Resumo da opera. Os velhos morrem para que a humanidade possa ir adiante. Idéias furadas demoram um pouco mais para desaparecer.
‘Nesse dia, talvez sejamos, enfim, um país reunificado.’ Não existem atalhos no processo historico. ‘Revoluções’ geralmente acabam mal. Vide URSS. Vide Cuba e a falta de comida.
‘[…] “aqui, neste ano, neste lugar, decidimos parar de puxar a brasa para o nosso assado e acendemos, juntos, a fogueira do bem comum”.’ Não vai acontecer. Decisões são tomadas no topo e empurradas de cima para baixo. Até mesmo na esquerda, soviets, comissões, etc. só servem para ‘esquentar’ e dar uma aparecencia ‘democratica’ a algo que já foi decidido via ideologia ou ordem superior.
‘O segredo da Alemanha […]’. Alemanha que utilizam como ‘exemplo’ aqui não é o conto de fadas que pintam. Migração ilegal, impostos altos, Guerra da Ucrania, preço da energia. Quem faz mudança, troca de endereço, tem que avisar o poder publico em duas semanas sob pena de multa. Existem horarios onde não é permitido fazer barulho sob pena de multa. Incluindo usar o aspirador de pó. Diferenças culturais contam.
‘A neutralidade institucional, nesse sentido, não significa falta de compromisso, mas capacidade de dialogar com os diferentes em nome de um bem maior.’ Não existe neutralidade institucional. Este é um dos problemas. Universidades publicas são majoritariamente de esquerda. Justiça do Trabalho. Ministros do STF se comportando como senadores sem voto. ‘Poder moderador’.
Outro aspecto. Todo problema social, real ou imaginario, tem que ser resolvido pela educação. Que só da resultado a longo prazo. Pessoal não precisa sair da escola sabendo portugues e matematica, importante é que saiam ‘bons cidadãos’. Meio ambiente? Violencia contra mulher? Transito? Finanças pessoais? Politica? Crime? Solução fácil, simples, tendo em vista a complexidade errada, é a educação. Virou chavão. Coisas de burocratas. Exime muita gente de responsabilidades.
‘[…] culpamos a esquerda pelo que não é de direita e vice-versa, e tratamos a crise da educação como herança de um inimigo imaginário – o comunismo.’ Não é imaginário. Venezuela, Nicaragua, China, quem são os ‘amigos’ do governo atual? O anti-americanismo vem de onde? O papo de ‘igualdade’, a prioridade maxima para minorias, o discurso de ‘coletivo’ a toda hora, os empresários ‘malvadões’, a lista é enorme. Crise na educação tem causas bem definidas, ‘coitadismo’, aumento do acesso sem preocupação com qualidade (distribuição de diplomas), setor colocado na mão de burocratas que tem mentalidade de 60 anos atras. Problema nenhum, padrão brasileiro, ‘deixa cair de podre e depois a gente vê’.

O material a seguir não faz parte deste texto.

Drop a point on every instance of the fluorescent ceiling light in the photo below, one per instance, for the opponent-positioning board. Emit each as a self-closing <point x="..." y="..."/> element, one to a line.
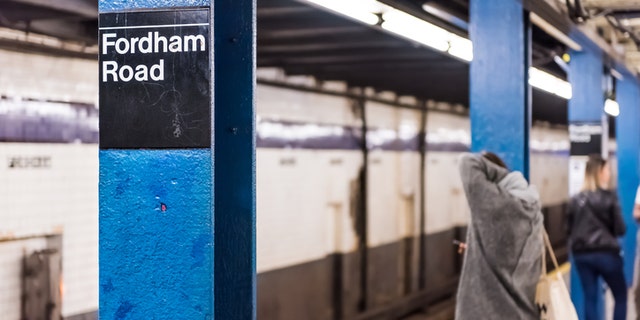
<point x="361" y="10"/>
<point x="423" y="32"/>
<point x="612" y="107"/>
<point x="461" y="48"/>
<point x="550" y="83"/>
<point x="554" y="32"/>
<point x="408" y="26"/>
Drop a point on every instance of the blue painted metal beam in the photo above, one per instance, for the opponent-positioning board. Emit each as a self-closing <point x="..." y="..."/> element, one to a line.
<point x="499" y="91"/>
<point x="628" y="151"/>
<point x="586" y="77"/>
<point x="586" y="106"/>
<point x="158" y="206"/>
<point x="235" y="207"/>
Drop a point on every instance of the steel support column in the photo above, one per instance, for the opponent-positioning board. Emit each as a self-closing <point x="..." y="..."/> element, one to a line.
<point x="500" y="95"/>
<point x="165" y="199"/>
<point x="628" y="151"/>
<point x="585" y="107"/>
<point x="234" y="153"/>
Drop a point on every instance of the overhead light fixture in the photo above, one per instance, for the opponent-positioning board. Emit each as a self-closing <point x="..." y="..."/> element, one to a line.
<point x="550" y="83"/>
<point x="408" y="26"/>
<point x="444" y="15"/>
<point x="611" y="107"/>
<point x="554" y="32"/>
<point x="461" y="48"/>
<point x="428" y="34"/>
<point x="361" y="10"/>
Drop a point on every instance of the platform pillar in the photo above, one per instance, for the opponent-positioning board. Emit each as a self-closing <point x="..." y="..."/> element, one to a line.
<point x="628" y="151"/>
<point x="177" y="154"/>
<point x="588" y="133"/>
<point x="500" y="99"/>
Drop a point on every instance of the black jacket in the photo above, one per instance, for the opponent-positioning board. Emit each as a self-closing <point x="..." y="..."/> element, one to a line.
<point x="595" y="222"/>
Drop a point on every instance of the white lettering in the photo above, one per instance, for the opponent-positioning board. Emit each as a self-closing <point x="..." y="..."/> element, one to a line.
<point x="133" y="44"/>
<point x="122" y="46"/>
<point x="157" y="71"/>
<point x="106" y="43"/>
<point x="126" y="73"/>
<point x="175" y="44"/>
<point x="159" y="39"/>
<point x="106" y="71"/>
<point x="194" y="40"/>
<point x="146" y="40"/>
<point x="142" y="73"/>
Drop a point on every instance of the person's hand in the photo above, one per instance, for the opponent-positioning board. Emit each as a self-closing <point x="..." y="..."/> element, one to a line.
<point x="462" y="247"/>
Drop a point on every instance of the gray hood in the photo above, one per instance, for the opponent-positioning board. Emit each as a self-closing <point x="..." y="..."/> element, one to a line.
<point x="504" y="244"/>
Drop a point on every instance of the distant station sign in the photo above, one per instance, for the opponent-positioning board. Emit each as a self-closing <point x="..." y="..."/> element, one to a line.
<point x="586" y="138"/>
<point x="155" y="79"/>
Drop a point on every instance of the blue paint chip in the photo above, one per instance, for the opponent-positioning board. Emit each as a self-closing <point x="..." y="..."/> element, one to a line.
<point x="123" y="310"/>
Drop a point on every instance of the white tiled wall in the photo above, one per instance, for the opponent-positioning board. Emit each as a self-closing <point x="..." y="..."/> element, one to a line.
<point x="48" y="78"/>
<point x="62" y="198"/>
<point x="11" y="253"/>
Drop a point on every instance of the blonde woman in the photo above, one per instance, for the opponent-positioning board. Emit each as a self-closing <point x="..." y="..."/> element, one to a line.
<point x="595" y="223"/>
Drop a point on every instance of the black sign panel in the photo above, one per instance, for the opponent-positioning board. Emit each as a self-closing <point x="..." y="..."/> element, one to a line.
<point x="586" y="138"/>
<point x="155" y="80"/>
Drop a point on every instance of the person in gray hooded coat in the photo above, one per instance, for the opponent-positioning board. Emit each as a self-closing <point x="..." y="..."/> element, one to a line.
<point x="502" y="262"/>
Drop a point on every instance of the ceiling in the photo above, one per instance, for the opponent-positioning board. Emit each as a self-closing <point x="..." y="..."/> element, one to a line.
<point x="305" y="40"/>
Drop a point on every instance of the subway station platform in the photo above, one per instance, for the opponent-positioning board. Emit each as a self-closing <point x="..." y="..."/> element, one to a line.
<point x="293" y="159"/>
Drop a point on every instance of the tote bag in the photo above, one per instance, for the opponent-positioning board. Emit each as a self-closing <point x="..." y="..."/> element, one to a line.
<point x="552" y="297"/>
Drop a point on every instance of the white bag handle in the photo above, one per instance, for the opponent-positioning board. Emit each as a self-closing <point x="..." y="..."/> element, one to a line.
<point x="547" y="244"/>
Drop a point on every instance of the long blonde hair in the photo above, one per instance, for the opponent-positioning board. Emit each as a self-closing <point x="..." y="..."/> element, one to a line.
<point x="592" y="174"/>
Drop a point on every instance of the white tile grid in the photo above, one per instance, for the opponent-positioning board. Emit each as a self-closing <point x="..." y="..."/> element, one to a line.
<point x="61" y="79"/>
<point x="11" y="254"/>
<point x="61" y="198"/>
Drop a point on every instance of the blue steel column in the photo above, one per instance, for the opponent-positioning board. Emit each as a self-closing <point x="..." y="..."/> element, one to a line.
<point x="157" y="206"/>
<point x="586" y="106"/>
<point x="500" y="108"/>
<point x="628" y="149"/>
<point x="235" y="231"/>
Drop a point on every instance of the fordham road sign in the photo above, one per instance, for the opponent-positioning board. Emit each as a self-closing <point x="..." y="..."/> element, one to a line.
<point x="155" y="88"/>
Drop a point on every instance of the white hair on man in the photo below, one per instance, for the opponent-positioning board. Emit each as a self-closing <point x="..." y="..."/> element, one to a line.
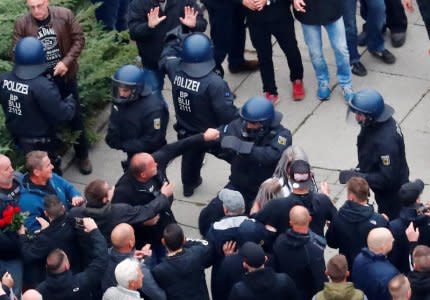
<point x="127" y="271"/>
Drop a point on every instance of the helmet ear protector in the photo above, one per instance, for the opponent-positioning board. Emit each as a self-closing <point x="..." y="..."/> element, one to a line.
<point x="30" y="58"/>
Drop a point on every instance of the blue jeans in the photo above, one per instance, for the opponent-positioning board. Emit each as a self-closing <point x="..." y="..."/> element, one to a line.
<point x="15" y="268"/>
<point x="336" y="34"/>
<point x="112" y="13"/>
<point x="375" y="21"/>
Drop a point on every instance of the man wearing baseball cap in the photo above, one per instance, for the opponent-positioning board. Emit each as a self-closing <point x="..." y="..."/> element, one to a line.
<point x="276" y="213"/>
<point x="261" y="282"/>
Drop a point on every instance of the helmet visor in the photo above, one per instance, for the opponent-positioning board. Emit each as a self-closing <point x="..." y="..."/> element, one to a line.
<point x="123" y="92"/>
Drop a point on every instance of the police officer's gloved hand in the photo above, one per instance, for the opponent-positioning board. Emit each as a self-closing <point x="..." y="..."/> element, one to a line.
<point x="345" y="175"/>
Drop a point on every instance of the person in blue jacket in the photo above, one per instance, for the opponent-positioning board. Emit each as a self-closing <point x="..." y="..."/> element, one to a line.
<point x="39" y="182"/>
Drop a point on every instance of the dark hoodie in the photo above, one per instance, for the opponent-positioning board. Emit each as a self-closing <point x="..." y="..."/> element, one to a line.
<point x="276" y="212"/>
<point x="182" y="276"/>
<point x="399" y="256"/>
<point x="349" y="229"/>
<point x="301" y="256"/>
<point x="420" y="285"/>
<point x="67" y="286"/>
<point x="264" y="284"/>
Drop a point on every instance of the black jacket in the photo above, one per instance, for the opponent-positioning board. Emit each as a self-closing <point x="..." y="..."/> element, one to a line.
<point x="264" y="284"/>
<point x="276" y="212"/>
<point x="9" y="241"/>
<point x="138" y="126"/>
<point x="110" y="215"/>
<point x="182" y="275"/>
<point x="248" y="171"/>
<point x="129" y="190"/>
<point x="382" y="159"/>
<point x="420" y="285"/>
<point x="65" y="286"/>
<point x="150" y="41"/>
<point x="230" y="271"/>
<point x="399" y="255"/>
<point x="301" y="256"/>
<point x="200" y="103"/>
<point x="320" y="12"/>
<point x="349" y="228"/>
<point x="33" y="108"/>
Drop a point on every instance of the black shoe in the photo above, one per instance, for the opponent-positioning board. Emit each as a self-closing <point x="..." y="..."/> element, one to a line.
<point x="362" y="39"/>
<point x="85" y="166"/>
<point x="386" y="56"/>
<point x="358" y="69"/>
<point x="189" y="189"/>
<point x="398" y="39"/>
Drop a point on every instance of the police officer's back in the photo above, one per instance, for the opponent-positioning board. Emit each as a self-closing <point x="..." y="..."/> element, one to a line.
<point x="139" y="116"/>
<point x="381" y="150"/>
<point x="31" y="102"/>
<point x="202" y="99"/>
<point x="252" y="145"/>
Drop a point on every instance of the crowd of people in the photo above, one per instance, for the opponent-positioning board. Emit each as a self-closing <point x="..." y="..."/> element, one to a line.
<point x="265" y="233"/>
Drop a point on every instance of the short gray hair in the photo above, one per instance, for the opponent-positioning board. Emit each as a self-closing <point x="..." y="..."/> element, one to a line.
<point x="126" y="271"/>
<point x="289" y="155"/>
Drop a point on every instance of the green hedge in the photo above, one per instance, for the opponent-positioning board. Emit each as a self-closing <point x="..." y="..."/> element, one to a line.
<point x="100" y="58"/>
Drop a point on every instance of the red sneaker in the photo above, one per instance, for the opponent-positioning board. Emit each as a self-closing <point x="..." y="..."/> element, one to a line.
<point x="298" y="90"/>
<point x="272" y="98"/>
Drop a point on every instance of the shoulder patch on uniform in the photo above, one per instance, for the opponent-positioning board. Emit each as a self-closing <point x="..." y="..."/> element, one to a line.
<point x="157" y="123"/>
<point x="385" y="160"/>
<point x="282" y="140"/>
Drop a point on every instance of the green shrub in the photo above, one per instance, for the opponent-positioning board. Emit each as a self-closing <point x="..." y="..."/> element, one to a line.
<point x="100" y="58"/>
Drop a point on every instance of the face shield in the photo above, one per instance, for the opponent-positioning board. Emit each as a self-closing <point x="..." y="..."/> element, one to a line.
<point x="251" y="131"/>
<point x="124" y="92"/>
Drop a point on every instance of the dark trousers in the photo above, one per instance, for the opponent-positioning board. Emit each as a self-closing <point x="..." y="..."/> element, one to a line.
<point x="424" y="6"/>
<point x="228" y="33"/>
<point x="396" y="19"/>
<point x="112" y="14"/>
<point x="283" y="31"/>
<point x="192" y="160"/>
<point x="66" y="88"/>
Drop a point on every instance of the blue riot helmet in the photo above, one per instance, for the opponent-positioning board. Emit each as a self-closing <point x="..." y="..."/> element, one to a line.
<point x="30" y="59"/>
<point x="197" y="58"/>
<point x="370" y="103"/>
<point x="128" y="84"/>
<point x="258" y="115"/>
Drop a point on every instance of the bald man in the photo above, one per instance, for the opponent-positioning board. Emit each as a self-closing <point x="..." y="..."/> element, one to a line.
<point x="123" y="242"/>
<point x="399" y="288"/>
<point x="143" y="183"/>
<point x="32" y="295"/>
<point x="372" y="271"/>
<point x="10" y="188"/>
<point x="300" y="254"/>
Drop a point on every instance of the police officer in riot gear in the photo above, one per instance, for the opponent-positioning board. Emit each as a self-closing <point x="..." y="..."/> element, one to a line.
<point x="381" y="151"/>
<point x="139" y="116"/>
<point x="253" y="145"/>
<point x="202" y="99"/>
<point x="32" y="103"/>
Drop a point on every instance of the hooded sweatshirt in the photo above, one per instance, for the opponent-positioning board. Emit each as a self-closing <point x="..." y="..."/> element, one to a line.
<point x="420" y="285"/>
<point x="349" y="229"/>
<point x="301" y="256"/>
<point x="264" y="284"/>
<point x="339" y="291"/>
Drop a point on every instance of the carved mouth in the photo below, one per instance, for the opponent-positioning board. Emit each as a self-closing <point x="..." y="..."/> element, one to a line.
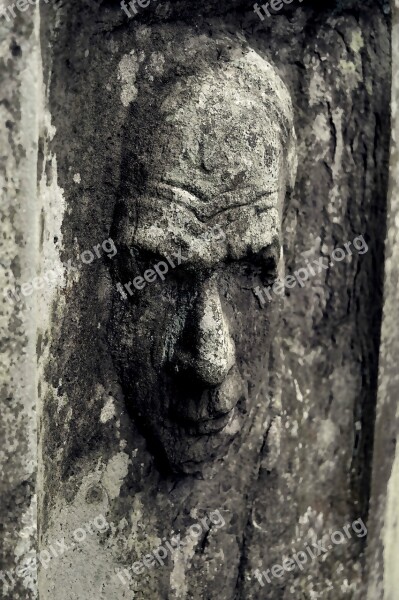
<point x="208" y="426"/>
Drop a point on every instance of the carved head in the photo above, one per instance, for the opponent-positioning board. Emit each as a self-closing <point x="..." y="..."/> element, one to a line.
<point x="212" y="164"/>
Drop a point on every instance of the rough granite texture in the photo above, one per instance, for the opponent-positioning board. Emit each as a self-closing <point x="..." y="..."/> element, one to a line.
<point x="309" y="470"/>
<point x="383" y="548"/>
<point x="19" y="70"/>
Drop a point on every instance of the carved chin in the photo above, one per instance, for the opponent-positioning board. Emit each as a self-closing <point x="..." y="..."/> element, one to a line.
<point x="191" y="447"/>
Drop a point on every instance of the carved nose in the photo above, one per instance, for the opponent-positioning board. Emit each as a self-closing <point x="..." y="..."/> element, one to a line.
<point x="210" y="350"/>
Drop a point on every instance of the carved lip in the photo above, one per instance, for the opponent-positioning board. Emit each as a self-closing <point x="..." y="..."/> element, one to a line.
<point x="208" y="426"/>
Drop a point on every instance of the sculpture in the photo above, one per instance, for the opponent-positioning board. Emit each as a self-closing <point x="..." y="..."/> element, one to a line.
<point x="191" y="358"/>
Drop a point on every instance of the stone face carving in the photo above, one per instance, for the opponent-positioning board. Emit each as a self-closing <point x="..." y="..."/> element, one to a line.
<point x="192" y="348"/>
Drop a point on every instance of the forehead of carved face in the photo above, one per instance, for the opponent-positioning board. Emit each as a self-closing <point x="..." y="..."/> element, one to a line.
<point x="221" y="154"/>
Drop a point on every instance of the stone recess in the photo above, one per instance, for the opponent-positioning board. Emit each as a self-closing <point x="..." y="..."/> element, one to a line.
<point x="66" y="137"/>
<point x="19" y="109"/>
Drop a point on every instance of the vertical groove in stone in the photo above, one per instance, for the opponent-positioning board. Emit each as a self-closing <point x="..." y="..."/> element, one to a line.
<point x="19" y="68"/>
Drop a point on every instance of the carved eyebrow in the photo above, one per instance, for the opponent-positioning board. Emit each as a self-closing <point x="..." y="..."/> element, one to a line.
<point x="196" y="203"/>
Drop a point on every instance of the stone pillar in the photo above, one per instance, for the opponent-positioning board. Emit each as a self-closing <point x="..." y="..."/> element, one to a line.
<point x="20" y="75"/>
<point x="383" y="549"/>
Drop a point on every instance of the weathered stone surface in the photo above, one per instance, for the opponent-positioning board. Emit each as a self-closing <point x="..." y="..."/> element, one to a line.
<point x="19" y="69"/>
<point x="306" y="468"/>
<point x="383" y="547"/>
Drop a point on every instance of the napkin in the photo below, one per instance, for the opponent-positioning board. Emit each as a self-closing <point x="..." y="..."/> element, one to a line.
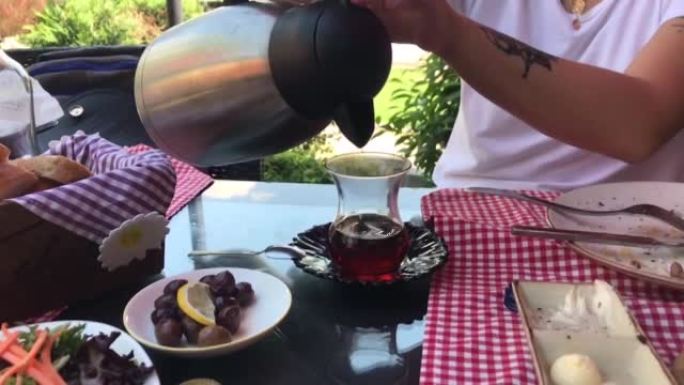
<point x="190" y="182"/>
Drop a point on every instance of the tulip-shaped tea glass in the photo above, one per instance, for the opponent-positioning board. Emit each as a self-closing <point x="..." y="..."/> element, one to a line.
<point x="368" y="241"/>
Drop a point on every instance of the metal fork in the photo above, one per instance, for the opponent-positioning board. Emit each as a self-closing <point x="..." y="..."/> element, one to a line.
<point x="649" y="210"/>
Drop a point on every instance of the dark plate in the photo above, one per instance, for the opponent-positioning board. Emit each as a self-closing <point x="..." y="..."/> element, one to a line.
<point x="427" y="252"/>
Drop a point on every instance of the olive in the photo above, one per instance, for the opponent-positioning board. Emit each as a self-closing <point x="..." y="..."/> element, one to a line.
<point x="225" y="279"/>
<point x="229" y="318"/>
<point x="168" y="332"/>
<point x="191" y="329"/>
<point x="245" y="293"/>
<point x="162" y="314"/>
<point x="166" y="301"/>
<point x="224" y="301"/>
<point x="213" y="335"/>
<point x="173" y="286"/>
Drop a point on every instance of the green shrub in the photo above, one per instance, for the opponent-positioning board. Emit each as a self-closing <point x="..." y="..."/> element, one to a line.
<point x="156" y="10"/>
<point x="423" y="113"/>
<point x="302" y="164"/>
<point x="101" y="22"/>
<point x="80" y="23"/>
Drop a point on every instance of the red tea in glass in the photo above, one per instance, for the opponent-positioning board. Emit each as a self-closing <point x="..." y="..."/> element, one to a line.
<point x="368" y="241"/>
<point x="368" y="247"/>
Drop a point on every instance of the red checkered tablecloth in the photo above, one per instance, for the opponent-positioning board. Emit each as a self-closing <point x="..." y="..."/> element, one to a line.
<point x="470" y="337"/>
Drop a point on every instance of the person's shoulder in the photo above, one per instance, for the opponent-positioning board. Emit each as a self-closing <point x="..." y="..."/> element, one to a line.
<point x="670" y="9"/>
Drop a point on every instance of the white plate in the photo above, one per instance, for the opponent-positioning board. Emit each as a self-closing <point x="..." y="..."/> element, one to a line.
<point x="620" y="349"/>
<point x="652" y="264"/>
<point x="123" y="345"/>
<point x="271" y="304"/>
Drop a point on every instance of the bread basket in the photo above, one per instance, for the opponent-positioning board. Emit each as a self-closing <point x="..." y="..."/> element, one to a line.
<point x="81" y="240"/>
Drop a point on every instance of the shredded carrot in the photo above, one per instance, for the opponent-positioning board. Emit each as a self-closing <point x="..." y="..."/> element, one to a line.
<point x="33" y="371"/>
<point x="36" y="363"/>
<point x="27" y="358"/>
<point x="46" y="358"/>
<point x="8" y="341"/>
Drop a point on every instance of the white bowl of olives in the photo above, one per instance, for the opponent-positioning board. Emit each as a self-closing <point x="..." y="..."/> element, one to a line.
<point x="207" y="312"/>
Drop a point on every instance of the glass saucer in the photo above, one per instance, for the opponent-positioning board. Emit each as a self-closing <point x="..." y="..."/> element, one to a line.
<point x="427" y="253"/>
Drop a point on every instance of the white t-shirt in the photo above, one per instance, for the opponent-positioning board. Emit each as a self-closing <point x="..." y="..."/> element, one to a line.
<point x="490" y="147"/>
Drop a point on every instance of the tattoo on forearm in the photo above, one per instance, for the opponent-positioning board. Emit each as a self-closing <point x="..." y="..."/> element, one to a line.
<point x="529" y="55"/>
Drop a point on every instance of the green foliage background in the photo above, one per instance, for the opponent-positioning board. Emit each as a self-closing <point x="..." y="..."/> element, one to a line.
<point x="418" y="105"/>
<point x="423" y="112"/>
<point x="65" y="23"/>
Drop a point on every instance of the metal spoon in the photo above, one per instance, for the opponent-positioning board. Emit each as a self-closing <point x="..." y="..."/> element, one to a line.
<point x="649" y="210"/>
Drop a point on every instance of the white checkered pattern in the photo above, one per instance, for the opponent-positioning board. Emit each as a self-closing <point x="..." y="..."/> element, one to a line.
<point x="470" y="337"/>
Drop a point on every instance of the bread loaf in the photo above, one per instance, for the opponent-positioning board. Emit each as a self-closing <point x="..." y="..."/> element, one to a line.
<point x="23" y="176"/>
<point x="55" y="168"/>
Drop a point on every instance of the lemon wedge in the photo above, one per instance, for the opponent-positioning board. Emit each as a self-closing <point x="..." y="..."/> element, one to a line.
<point x="195" y="301"/>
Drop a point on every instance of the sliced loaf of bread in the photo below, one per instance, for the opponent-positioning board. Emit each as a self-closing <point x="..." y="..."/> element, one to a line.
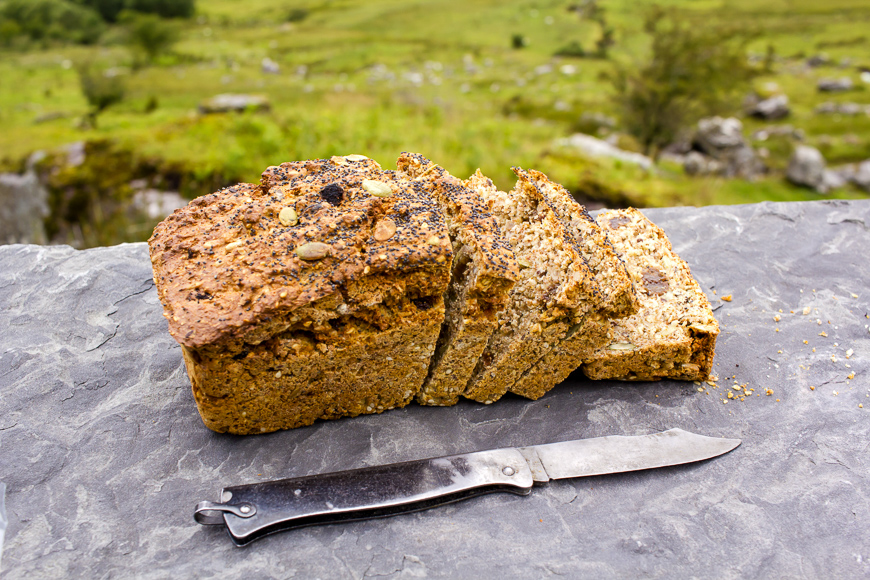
<point x="555" y="286"/>
<point x="674" y="332"/>
<point x="590" y="327"/>
<point x="483" y="272"/>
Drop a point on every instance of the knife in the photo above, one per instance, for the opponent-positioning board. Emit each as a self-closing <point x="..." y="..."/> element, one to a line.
<point x="253" y="511"/>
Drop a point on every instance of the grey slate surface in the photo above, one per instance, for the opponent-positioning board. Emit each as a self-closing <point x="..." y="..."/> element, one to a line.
<point x="105" y="457"/>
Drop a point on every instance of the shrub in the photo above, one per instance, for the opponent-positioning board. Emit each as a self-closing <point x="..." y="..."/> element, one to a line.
<point x="148" y="35"/>
<point x="100" y="90"/>
<point x="694" y="70"/>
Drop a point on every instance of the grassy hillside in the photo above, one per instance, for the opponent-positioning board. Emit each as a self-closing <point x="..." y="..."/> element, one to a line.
<point x="441" y="78"/>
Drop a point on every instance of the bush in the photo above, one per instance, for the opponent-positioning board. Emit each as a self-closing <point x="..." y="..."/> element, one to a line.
<point x="148" y="35"/>
<point x="44" y="20"/>
<point x="101" y="92"/>
<point x="695" y="70"/>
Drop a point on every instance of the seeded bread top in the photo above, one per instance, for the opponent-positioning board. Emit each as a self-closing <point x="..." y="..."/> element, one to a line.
<point x="617" y="292"/>
<point x="234" y="264"/>
<point x="473" y="230"/>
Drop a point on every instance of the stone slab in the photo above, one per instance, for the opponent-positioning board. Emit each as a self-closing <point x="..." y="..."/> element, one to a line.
<point x="105" y="456"/>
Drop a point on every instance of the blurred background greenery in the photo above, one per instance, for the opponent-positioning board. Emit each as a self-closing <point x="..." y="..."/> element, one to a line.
<point x="113" y="112"/>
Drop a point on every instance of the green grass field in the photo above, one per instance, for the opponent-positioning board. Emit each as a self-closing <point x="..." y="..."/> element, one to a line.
<point x="441" y="78"/>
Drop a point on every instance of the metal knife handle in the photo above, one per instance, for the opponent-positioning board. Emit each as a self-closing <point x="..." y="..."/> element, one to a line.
<point x="252" y="511"/>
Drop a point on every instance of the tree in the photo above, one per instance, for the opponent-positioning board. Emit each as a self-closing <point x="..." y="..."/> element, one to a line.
<point x="148" y="35"/>
<point x="694" y="70"/>
<point x="101" y="92"/>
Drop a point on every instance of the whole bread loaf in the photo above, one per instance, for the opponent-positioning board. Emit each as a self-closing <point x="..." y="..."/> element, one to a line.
<point x="335" y="288"/>
<point x="316" y="294"/>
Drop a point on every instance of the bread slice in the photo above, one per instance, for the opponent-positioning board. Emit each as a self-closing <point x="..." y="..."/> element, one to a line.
<point x="555" y="286"/>
<point x="317" y="294"/>
<point x="483" y="272"/>
<point x="590" y="330"/>
<point x="674" y="332"/>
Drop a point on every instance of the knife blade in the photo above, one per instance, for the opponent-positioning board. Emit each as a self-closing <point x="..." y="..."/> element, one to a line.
<point x="252" y="511"/>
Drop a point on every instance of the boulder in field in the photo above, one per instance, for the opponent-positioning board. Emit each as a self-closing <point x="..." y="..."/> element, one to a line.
<point x="806" y="168"/>
<point x="230" y="102"/>
<point x="835" y="85"/>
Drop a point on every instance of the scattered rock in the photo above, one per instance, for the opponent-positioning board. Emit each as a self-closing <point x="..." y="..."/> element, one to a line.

‘No Brasil, assim como em outros países profundamente polarizados, há dificuldade de construir esse tipo de consenso.’ Polarização não é só ferramente politica, é sintoma de outras coisas.
‘[…] sobre a experiência recente de Portugal, que vinha se destacando positivamente nas avaliações internacionais da educação.’ Portugal esta na media dos paises da OCDE na prova do pisa. No TIMSS de 2023 19% dos alunos do 8º ano ficaram abaixo do nivel minimo e 10% ficaram abaixo do minimo em ciencias. Onde está o destaque?
‘A reunião entre a Alemanha Ocidental e Oriental foi construída lentamente, marcada por debates intensos, sobretudo por se dar em pleno contexto da Guerra Fria.’ Numero depende da fonte, mas o que era a Alemanha Oriental ainda hoje é de 20 a 25% mais pobre do que era a Alemanha Ocidental. Desemprego no que era Alemanha comunista é perto de 7% e na Alemanha capitalista 5%. Estatisticas não faltam.
‘[…] o que permitiu que um país em ruínas se reorganizasse a ponto de figurar entre os mais influentes do mundo em tão curto espaço de tempo histórico?’ Plano Marshall. Mais de 19 bilhões de dolares injetados entre 1948 e 1952. Alem de outros planos de cooperação.
‘Em dezembro de 2023, a Alemanha ultrapassou o Japão e tornou-se a terceira maior economia do mundo.’ Problema é que a economia do Japão encolheu. Por isto que ‘lugar na fila’ muitas vezes diz nada.